Но в мыслях Сэлы эти двое никак не сочетались: ясень и яблоня вроде бы оба деревья, но разве они пара? Казалось бы, оба они знатны, красивы, умны, горды, тверды духом… но почему-то Сэла чувствовала облегчение при мысли, что этому браку никогда не бывать. Торвард открыт и чистосердечен, а Эрхина доказала свое вероломство. Торвард не надменен и запросто беседует с любым рыбаком, обсуждая нехитрые насущные события Аскефьорда, равно интересные обоим, – а Эрхина пребывает мыслями где-то за облаками и на землю взирает со снисходительным презрением. Торвард всегда благодарен за хорошее отношение к себе и приветлив даже с горбатенькой тощей Сигне, дочерью пьяницы и лентяя Бьярни Болтуна. А Эрхина отвергла любовь потомка Одина, не сочтя его ровней. Торвард уверен в себе и никому ничего не стремится доказывать, поэтому жить рядом с ним вполне безопасно. А Эрхина как будто боится, что ее спихнут с трона, и всему свету пытается показать, какая она грозная…
Сама фрия не догадывалась, что новая рабыня смотрит на нее таким острым оценивающим взглядом. Эрхина была добра и приветлива с Сэлой: теперь, когда это не грозило ей никакими искушениями, она находила даже удовольствие в том, чтобы всячески привечать и ободрять ее. Сама себе она казалась очень великодушной, по-доброму обходясь с сестрой человека, который так ее оскорбил! Эрхина щедро наделила невольную гостью платьями, рубашками, украшениями, подарила ей гребень из точь-в-точь такого же мягкого, сладко пахнущего розового дерева, который по стоимости не уступал хорошему коню. Хотя Сэла и прислуживала фрии, самой Сэле прислуживала другая рабыня и в свою очередь снимала башмаки с нее. Не привыкшая к этому дома, Сэла хотела было отказаться, но вовремя вспомнила, что она – дочь конунга, а значит, так надо.
Довольно часто фрия, сидя перед сном у себя в спальне, удостаивала Сэлу беседой. Вглядываясь в ее лицо, Эрхина словно бы искала в нем сходство с лицом Торварда конунга, но, конечно, не находила. И непонятно было, радует ее это или огорчает.
– У тебя и у Торварда конунга, должно быть, разные матери? – как-то спросила она. Разговоры о Торварде доставляли ей тайное, опасное наслаждение, которое она искусно прятала под покрывалом небрежного любопытства.

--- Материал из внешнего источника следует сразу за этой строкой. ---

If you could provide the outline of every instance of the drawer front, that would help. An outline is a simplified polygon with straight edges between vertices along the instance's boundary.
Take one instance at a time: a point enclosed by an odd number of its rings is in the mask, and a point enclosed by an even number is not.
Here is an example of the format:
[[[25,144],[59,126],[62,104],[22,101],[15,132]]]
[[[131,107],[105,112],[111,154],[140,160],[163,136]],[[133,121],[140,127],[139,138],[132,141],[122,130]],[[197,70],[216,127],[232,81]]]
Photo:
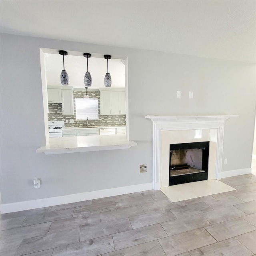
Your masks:
[[[116,132],[117,134],[126,134],[126,132]]]
[[[62,134],[75,134],[76,135],[75,130],[63,130]]]
[[[98,133],[84,133],[81,134],[76,134],[76,137],[80,136],[92,136],[92,135],[99,135]]]
[[[116,132],[126,132],[126,127],[122,127],[121,128],[116,128]]]
[[[76,134],[87,134],[89,133],[99,133],[98,129],[78,129]]]
[[[100,129],[100,135],[110,135],[115,134],[115,128],[106,128]]]

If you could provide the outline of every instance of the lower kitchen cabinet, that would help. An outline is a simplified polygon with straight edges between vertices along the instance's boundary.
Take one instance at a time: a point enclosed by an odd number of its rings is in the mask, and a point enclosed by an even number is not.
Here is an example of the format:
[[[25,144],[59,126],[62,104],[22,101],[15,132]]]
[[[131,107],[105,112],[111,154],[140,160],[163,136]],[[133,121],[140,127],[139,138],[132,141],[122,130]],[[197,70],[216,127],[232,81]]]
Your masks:
[[[90,136],[90,135],[99,135],[99,129],[77,129],[76,136]]]
[[[112,127],[106,128],[78,128],[62,130],[62,137],[77,137],[92,135],[125,134],[126,127]]]

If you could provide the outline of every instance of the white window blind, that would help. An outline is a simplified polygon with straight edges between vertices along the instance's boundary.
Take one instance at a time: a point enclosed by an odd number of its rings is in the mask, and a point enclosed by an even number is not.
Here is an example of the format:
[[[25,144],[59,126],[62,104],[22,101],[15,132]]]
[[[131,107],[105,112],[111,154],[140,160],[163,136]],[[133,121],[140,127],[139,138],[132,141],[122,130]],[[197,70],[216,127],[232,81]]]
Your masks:
[[[98,100],[82,98],[75,98],[76,103],[76,120],[98,120]]]

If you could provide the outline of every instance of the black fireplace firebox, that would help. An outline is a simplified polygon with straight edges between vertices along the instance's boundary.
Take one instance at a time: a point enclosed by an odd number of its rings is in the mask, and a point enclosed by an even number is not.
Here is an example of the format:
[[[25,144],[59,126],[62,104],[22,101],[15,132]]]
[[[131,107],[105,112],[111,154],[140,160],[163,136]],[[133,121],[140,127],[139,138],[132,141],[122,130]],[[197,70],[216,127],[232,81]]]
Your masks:
[[[169,186],[207,180],[209,142],[170,145]]]

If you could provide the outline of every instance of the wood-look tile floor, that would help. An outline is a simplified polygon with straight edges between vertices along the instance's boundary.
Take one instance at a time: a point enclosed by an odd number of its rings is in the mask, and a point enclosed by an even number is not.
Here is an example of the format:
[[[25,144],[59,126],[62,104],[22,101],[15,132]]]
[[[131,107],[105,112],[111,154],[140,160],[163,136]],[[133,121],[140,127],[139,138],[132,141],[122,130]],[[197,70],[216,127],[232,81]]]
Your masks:
[[[160,190],[2,214],[1,256],[256,255],[256,177],[171,202]]]

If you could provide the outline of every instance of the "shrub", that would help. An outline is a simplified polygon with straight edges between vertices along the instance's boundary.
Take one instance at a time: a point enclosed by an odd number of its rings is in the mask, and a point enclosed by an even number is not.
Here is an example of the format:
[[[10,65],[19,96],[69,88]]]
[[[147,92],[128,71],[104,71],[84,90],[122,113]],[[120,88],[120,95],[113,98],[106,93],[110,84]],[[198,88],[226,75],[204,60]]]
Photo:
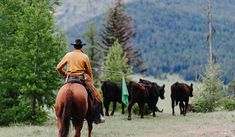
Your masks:
[[[223,82],[219,77],[219,67],[214,63],[209,63],[202,77],[202,91],[193,102],[195,112],[215,111],[222,91]]]

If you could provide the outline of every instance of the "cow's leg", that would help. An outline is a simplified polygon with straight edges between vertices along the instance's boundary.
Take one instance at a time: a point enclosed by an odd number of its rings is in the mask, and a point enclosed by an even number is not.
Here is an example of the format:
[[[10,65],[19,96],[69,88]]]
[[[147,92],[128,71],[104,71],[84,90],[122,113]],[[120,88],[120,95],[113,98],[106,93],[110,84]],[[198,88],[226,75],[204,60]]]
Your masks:
[[[171,108],[172,108],[172,115],[174,116],[175,115],[175,110],[174,110],[174,108],[175,108],[175,101],[174,101],[174,99],[171,99]]]
[[[183,103],[183,101],[180,101],[179,108],[180,108],[180,115],[184,114],[184,103]]]
[[[124,109],[125,109],[125,104],[124,104],[124,103],[122,103],[122,114],[124,114],[124,113],[125,113]]]
[[[140,118],[144,118],[144,103],[138,103],[140,109]]]
[[[114,111],[116,110],[116,105],[117,105],[117,102],[116,102],[116,101],[113,101],[113,110],[112,110],[112,112],[111,112],[111,116],[113,116]]]
[[[130,103],[128,105],[128,118],[127,118],[127,120],[131,120],[131,109],[132,109],[133,105],[134,105],[134,102],[130,101]]]
[[[109,116],[109,104],[110,101],[104,101],[105,115]]]

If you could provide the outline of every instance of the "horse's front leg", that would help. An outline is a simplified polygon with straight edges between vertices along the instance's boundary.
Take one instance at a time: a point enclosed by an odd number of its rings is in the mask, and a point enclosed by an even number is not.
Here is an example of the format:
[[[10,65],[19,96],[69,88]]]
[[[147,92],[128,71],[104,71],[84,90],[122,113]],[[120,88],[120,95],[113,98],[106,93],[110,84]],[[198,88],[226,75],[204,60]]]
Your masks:
[[[109,104],[110,101],[104,101],[105,115],[109,116]]]
[[[180,115],[184,114],[184,103],[183,103],[183,101],[180,101],[179,107],[180,107]]]
[[[130,101],[130,103],[128,105],[128,118],[127,118],[127,120],[131,120],[131,109],[132,109],[133,105],[134,105],[134,102]]]
[[[138,103],[140,109],[140,118],[144,118],[144,103]]]
[[[112,110],[112,112],[111,112],[111,116],[113,116],[114,111],[116,110],[116,105],[117,105],[117,102],[116,102],[116,101],[113,101],[113,110]]]
[[[62,137],[62,119],[57,117],[58,137]]]
[[[174,110],[174,108],[175,108],[175,101],[174,101],[173,98],[171,98],[171,108],[172,108],[172,115],[174,116],[175,115],[175,110]]]
[[[185,101],[184,116],[186,115],[187,108],[188,108],[188,100]]]
[[[125,109],[125,104],[124,104],[124,103],[122,103],[122,114],[124,114],[124,113],[125,113],[124,109]]]
[[[92,131],[92,122],[90,121],[87,121],[87,124],[88,124],[88,137],[91,137],[91,131]]]

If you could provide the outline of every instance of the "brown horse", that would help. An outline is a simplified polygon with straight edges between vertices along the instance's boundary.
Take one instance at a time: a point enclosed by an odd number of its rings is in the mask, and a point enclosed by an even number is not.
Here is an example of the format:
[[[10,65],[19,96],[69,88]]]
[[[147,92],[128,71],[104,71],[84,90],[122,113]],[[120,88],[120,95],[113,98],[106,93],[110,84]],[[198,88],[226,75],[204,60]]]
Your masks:
[[[59,137],[67,137],[70,120],[75,128],[74,137],[81,136],[84,119],[88,123],[88,137],[91,137],[95,107],[98,102],[88,97],[85,87],[78,83],[63,85],[56,97],[55,112],[59,128]]]

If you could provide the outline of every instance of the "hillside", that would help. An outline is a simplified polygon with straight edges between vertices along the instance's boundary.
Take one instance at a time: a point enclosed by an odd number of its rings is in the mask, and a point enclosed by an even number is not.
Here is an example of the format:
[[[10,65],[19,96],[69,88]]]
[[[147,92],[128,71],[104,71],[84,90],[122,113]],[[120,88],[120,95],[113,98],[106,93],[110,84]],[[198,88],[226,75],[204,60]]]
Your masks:
[[[102,29],[106,11],[113,0],[106,2],[93,3],[91,9],[97,9],[94,12],[96,14],[83,11],[81,15],[85,18],[80,22],[71,20],[76,18],[77,15],[74,13],[79,11],[79,8],[72,8],[73,14],[67,12],[63,17],[58,17],[59,26],[63,26],[62,28],[67,26],[67,22],[73,22],[65,29],[70,41],[81,36],[89,21],[96,22],[99,31]],[[133,17],[134,29],[137,32],[134,45],[141,48],[149,75],[160,77],[164,73],[178,73],[187,80],[194,80],[196,73],[202,74],[208,58],[207,1],[129,0],[125,2],[126,11]],[[64,4],[66,3],[64,1]],[[78,4],[74,4],[73,7]],[[232,80],[235,74],[233,9],[235,9],[233,0],[213,0],[213,25],[216,29],[213,47],[225,83]],[[82,16],[79,17],[82,20]]]

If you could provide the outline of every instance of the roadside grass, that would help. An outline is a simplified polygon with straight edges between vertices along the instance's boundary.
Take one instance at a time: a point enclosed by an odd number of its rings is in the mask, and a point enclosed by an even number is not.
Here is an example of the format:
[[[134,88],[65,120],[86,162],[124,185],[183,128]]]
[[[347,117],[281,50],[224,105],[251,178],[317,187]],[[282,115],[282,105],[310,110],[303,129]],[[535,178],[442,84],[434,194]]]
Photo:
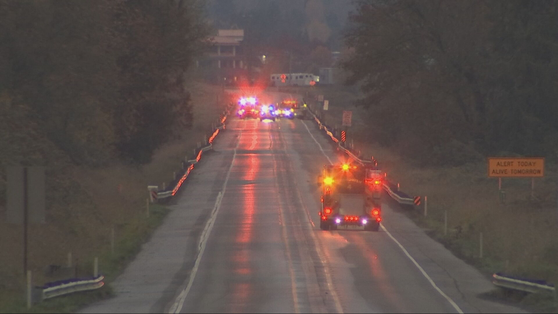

– Это верно! – с готовностью ответила Сэла, поскольку это было чистой правдой. – Его мать – кюна Хёрдис, а моя – Хильдирид дочь Арнвида. Арнвид Сосновая Игла был ярлом Торбранда конунга и со славой погиб в битве в Пёстрой долине, это на Квиттинге. А кюна Хёрдис до замужества была всего-навсего дочерью одного квиттингского хёвдинга и рабыни. Так что по матери я гораздо знатнее его!
И это тоже была чистая правда.
– Вот как! – Эрхина даже засмеялась. – Выходит, бабкой Торварда конунга была рабыня?
– Да. Но его мать получила свободу еще до того, как Торбранд конунг на ней женился, так что Торвард конунг родился от свободной женщины.